Pese a que en el lenguaje común haya cuajado la expresión "a estas
alturas del siglo XXI", el progreso aún no ha llegado a su momento más
álgido. Prueba de ello es la manera tan rápida en que la estupidez está
dejando de ser una cualidad reservada a los sectores más ridículos de la
sociedad y se está convirtiendo, con una velocidad pasmante, en una
expresión del buen gusto "a estas alturas del siglo XXI".
El ser
humano ha luchado siempre para ser el más tonto del lugar, casi siempre
compitiendo con los del resto de su especie por tener joyas más bonitas,
coches más caros o la piel más morena. En estos últimos años, sin
embargo, la estupidez, que se sirve de la ayuda inestimable de la
televisión, se ha desviado y ha tomado caminos más peligrosos: en la
actualidad la gente compite por ser el mayor putón, por tener más
dientes rotos, por obtener el record más inútil o -como hacían Cela,
Umbral y Fernán Gómez, el trío resplandor de la literatura española- por
ser el más grosero o desagradable.
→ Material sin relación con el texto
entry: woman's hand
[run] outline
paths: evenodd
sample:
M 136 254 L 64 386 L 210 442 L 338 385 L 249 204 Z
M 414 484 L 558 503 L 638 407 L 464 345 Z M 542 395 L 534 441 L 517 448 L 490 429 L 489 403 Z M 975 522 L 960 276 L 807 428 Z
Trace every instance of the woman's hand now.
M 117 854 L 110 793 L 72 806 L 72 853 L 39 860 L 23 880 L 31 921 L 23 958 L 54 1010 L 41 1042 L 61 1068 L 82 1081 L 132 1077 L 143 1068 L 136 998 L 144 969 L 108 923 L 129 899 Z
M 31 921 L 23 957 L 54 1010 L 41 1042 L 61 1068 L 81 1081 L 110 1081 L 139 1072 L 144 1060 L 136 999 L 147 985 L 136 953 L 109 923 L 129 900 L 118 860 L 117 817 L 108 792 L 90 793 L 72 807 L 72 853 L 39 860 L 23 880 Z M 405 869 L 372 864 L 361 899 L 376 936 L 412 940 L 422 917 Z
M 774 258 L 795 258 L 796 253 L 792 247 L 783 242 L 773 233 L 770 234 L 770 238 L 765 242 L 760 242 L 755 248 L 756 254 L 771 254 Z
Estas competencias estúpidas, que
tenían lugar en las secciones televisivas dedicadas al entretenimiento,
se han trasladado a las secciones tradicionalmente serias: los
informativos. Resulta que, ahora, la mayor preocupación de los
directores de los informativos nacionales es hacer atractiva aquella
parte del telediario que duraba, cuando yo era pequeño, dos minutos y
que comienza a alargarse de manera incomprensible y a llenarse de
informaciones del todo innecesarias. Efectivamente, me estoy refiriendo
al momento en que sale el tío/a del tiempo.
Hace unos años, se
viviera donde se viviera, uno podía saber con un golpe de vista si al
día siguiente tendría que llevar o no el paraguas. Eso se ha convertido
en algo imposible. Cuando se escucha la musiquita del tiempo hay que
estar dispuesto a ver las fotografías tan hermosas de la naturaleza que a
Periquillo de los Palotes se le ha antojado enviar a la televisión,
para hacer más agradable y estética esa sección que, tradicionalmente,
tan somera y sosamente ha señalado si hace sol o si va a llover; después
hay que estar dispuesto a recibir una clase magistral de un tipejo
extraño, con aires de modernidad y actividad, que se empeña en definir
la lluvia, la niebla o la tormenta; después salen dos o tres mapas con
leyendas confusas y colores psicodélicos que hablan de la temperatura,
la sensación térmica, la polinización y las costumbres sexuales de las
abejas. Cuando ya quedan pocas ganas para seguir recibiendo información
metereológica sobre vientos, mareas y terremotos, comenzamos a entender
algo porque aparecen dibujitos de soles y nubes. Sin embargo, los
andaluces estamos condenados a conocer la temperatura y el tiempo de
todas las comunidades autónomas y de todas las provincias. Si hemos
logrado salir de nuestro asombro, continuaremos esperando, diez minutos
después, con el paraguas y las gafas de sol en la mano, qué debemos
echar en la maleta para el viaje de mañana. Cuando parece que el tío del
tiempo me va a decir a mí, que tanto llevo esperando, "felicidades, va a
ser sol" o "no olvides el paraguas porque te vas a poner como una sopa"
suena el teléfono, porque me llama jazztel, y me estropea todo el
tiempo perdido, el tiempo de mi estupidez. Últimamente prefiero mil
veces mojarme o pasar calor, es decir, soportar mi estupidez, que
soportar diariamente el tiempo de la estupidez de los demás.